Tuesday, April 20, 2010

The Use of Euphemism

Recently, someone kept referring to a dead family member as being "gone" or "lost".  For some reason, that rankled me.  I felt that the person using that phrase was not facing up to the reality of the situation.  I attributed it to our current culture's reticense to face death squarely.  Dying, death, dead are not words to be used in polite conversation.  When is the last time you heard someone say "My wife is dead".  The more I thought about it, the more self righteous I became.  If there was one thing my mother taught me, it was to seek to grab reality by the throat.  "Don't sugar-coat things"!  So, I thought, we need to grasp firmly the harsh reality of our own mortality - we are dying!  In doing so, we are in a much better place to prepare for the inevitability of that experience.
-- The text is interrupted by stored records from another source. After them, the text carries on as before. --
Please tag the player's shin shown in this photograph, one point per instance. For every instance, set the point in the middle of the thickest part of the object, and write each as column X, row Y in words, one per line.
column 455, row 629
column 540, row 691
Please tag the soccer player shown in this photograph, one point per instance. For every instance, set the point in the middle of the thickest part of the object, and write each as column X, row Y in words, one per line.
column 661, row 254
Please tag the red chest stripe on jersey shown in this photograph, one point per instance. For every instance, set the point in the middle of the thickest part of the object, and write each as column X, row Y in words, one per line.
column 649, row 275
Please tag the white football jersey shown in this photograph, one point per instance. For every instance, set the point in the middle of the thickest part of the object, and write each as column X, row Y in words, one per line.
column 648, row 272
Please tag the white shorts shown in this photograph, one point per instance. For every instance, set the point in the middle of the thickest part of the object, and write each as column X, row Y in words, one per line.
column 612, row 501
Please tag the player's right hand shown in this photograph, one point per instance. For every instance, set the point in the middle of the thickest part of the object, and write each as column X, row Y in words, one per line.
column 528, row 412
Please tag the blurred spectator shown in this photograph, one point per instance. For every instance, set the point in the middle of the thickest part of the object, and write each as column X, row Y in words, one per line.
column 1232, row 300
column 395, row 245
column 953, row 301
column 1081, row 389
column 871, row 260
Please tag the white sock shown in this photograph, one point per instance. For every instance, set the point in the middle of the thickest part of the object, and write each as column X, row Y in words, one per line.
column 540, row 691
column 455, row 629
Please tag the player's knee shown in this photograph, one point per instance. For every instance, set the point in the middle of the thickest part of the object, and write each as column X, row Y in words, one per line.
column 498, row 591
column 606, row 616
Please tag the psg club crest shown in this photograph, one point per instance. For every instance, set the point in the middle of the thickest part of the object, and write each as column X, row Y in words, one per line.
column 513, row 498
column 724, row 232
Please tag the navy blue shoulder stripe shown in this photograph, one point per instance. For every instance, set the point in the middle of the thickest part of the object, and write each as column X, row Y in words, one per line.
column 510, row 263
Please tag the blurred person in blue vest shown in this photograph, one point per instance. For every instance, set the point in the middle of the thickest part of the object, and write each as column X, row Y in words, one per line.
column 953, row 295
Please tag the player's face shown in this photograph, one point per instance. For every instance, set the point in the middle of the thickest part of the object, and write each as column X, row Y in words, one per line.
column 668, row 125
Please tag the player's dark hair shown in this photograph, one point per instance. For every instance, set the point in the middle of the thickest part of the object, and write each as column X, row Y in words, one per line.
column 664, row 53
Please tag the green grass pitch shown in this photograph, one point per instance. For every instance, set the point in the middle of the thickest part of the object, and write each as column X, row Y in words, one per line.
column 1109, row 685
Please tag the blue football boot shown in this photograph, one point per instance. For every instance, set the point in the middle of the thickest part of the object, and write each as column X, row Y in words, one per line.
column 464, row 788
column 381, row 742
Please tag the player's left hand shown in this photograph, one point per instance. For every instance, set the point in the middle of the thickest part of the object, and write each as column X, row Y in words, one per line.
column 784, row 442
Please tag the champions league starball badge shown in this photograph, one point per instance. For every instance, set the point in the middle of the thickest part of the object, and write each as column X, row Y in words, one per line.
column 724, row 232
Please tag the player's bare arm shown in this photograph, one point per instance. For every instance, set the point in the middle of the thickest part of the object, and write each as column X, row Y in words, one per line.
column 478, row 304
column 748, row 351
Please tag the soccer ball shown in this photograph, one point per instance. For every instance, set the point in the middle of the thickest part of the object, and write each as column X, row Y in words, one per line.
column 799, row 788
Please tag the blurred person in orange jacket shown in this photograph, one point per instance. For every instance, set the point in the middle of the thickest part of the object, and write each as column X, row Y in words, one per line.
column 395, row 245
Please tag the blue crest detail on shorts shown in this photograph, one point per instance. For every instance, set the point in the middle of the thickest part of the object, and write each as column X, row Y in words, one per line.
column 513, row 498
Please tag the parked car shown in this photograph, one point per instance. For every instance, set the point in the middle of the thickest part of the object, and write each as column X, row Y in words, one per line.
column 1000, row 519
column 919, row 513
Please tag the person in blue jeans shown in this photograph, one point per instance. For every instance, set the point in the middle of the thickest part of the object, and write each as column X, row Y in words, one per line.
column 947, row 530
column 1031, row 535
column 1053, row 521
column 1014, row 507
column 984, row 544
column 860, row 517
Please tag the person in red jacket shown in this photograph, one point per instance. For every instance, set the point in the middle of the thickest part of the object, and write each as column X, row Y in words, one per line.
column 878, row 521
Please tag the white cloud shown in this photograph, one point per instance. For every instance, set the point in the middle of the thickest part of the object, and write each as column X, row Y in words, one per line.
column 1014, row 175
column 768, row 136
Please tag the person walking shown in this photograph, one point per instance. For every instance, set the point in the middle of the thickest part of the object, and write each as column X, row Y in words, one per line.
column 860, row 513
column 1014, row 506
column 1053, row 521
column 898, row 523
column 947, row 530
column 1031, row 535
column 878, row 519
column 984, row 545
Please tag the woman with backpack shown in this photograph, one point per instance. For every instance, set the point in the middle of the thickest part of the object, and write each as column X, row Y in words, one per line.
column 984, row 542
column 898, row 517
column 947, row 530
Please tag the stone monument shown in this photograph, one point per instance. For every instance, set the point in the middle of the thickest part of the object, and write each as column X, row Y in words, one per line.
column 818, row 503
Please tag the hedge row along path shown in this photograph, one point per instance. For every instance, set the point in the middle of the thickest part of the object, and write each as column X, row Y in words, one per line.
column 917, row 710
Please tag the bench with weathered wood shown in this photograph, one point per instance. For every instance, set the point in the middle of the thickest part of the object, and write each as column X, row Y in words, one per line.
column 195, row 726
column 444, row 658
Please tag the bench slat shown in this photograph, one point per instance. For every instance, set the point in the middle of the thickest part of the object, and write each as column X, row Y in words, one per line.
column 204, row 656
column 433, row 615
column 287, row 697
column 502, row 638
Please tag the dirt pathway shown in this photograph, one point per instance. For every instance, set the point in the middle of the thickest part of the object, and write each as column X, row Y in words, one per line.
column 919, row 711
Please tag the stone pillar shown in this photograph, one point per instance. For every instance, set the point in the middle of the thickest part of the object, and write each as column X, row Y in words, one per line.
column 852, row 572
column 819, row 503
And yet.  When I read the bible - it does not hesitate to speak of death AND to use euphemisms.  The most common - sleep.  Paul speaks of dead saints as those that are "asleep".  Why?  Perhaps it is to take the edge off of the harshness of saying they are dead.  Jesus spoke of Lazarus being asleep.  Because, for the Christian, the harshness of death has been taken away in Jesus.  The essence of the euphemism is true. Our loved one who has died is "gone".  They are, if believers, absent from the body and present with the Lord.